Ciekawe czy sandacz zszedł juz na głębszą wodę (poniżej - albo jak kto woli - powyżej 8 m...)
W środę na 10 metrach naprzeciw WKS-u złowiłem na koguta sandacza 86 cm...
Zaloguj się lub Zarejestruj by otrzymać pełen dostęp do naszego forum.
Napisano 18 październik 2013 - 11:46
Ciekawe czy sandacz zszedł juz na głębszą wodę (poniżej - albo jak kto woli - powyżej 8 m...)
W środę na 10 metrach naprzeciw WKS-u złowiłem na koguta sandacza 86 cm...
Napisano 18 październik 2013 - 11:50
Znając zegrzyńskie 80-tki - to musiał być gruby potwór
Napisano 18 październik 2013 - 12:01
a ja za to wyjołem 3 szczupaki 90, 73 i 60 na 3m - niedziela tydz temu
Napisano 18 październik 2013 - 14:47
Znając zegrzyńskie 80-tki - to musiał być gruby potwór
Niestety nie miałem fotoaparatu. Miał ze 6 kilo. Był ociupinę felerny bo miał jedno (lewe) oko wyłupiaste.
Napisano 18 październik 2013 - 18:52
Napisano 18 październik 2013 - 19:55
Żyje nadal, że tak zapytam bezpośrednio?
hehe popłyniesz na niego zapolować
Napisano 18 październik 2013 - 20:15
Ja również wczorajsze popołudnie zaliczam do bardzo udanych wypadów na ZZ. Vis a vie WKSu, pomimo kilkunastu innych łódek, ok. godz.14 wyhaczyłem Szczupaka 82cm ok.3,1 kg, a niedługo po nim, niedaleko wyspy 64cm (nie ważyłem, bo po co). Oba z ręki na tego samego woblera Salmo Perch. Głębokość brań 3-6m.
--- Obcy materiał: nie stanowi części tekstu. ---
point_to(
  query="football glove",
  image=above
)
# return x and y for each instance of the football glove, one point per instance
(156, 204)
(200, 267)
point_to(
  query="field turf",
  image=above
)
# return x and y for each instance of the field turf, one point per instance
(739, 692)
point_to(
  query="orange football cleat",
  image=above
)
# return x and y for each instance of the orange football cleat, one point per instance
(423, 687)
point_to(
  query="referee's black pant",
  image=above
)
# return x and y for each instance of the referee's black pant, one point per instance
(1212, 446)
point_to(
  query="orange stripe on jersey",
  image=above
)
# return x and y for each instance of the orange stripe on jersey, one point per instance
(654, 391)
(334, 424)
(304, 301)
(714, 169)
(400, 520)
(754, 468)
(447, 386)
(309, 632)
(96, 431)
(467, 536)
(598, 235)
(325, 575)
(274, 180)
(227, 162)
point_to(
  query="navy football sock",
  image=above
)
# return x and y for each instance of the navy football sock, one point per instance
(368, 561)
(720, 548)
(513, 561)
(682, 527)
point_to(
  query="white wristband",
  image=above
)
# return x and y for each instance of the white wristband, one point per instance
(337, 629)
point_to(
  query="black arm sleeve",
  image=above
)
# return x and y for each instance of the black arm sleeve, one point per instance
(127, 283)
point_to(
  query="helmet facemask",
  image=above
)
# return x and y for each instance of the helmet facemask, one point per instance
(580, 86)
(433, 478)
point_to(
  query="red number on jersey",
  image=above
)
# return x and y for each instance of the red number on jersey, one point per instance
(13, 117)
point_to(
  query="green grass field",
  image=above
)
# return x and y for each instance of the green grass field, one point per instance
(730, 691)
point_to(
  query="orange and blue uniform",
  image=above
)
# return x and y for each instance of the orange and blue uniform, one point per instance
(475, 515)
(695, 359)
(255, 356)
Zdjęć już nie załączam, bo moderatorzy je wycinają (nie wiem czemu).
Upss a kolega Kwasik, ma teraz problem... bo na łódce nie miał aparatu i nic wcześniej nie napisał, że Sandacz został wypuszczony. A teraz przez to, może trafić na tajną czarną listę tego forum. Szczerze mu współczuję...
Użytkownik Marecek_Wawka edytował ten post 18 październik 2013 - 20:18
Napisano 18 październik 2013 - 20:20
...A teraz przez to, może trafić na tajną czarną listę tego forum. Szczerze mu współczuję...
Nie ma takiej listy.
Fantazja Cię ponosi.
Napisano 18 październik 2013 - 20:26
Qrcze on jeszcze tu jest?
Użytkownik paawelek83 edytował ten post 18 październik 2013 - 20:26
Napisano 18 październik 2013 - 20:29
Jak widać szczegółowe opisy posiłków ze złowionych ryb to za mało by się pożegnać z kolegą wędkarzem-kucharzem.
Napisano 18 październik 2013 - 22:46
Tak, jestem, jestem i sobie po cichu pichcę, a to grzybki, a to rybki i mam się z tym bardzo dobrze! A na pewno bez żadnych psychodelicznych fobii. Po prostu mam na to sposób i co najmniej raz w środku tygodnia wyskoczę sobie na inny upatrzony akwen w Polsce, a nie non-stop pilnuję, czy mi ktoś nie wyłowił z ZZ jakiejś większej rybki.
Napisano 18 październik 2013 - 23:01
Tu nie chodzi o pilnowanie. Wbij to sobie w łepetynę.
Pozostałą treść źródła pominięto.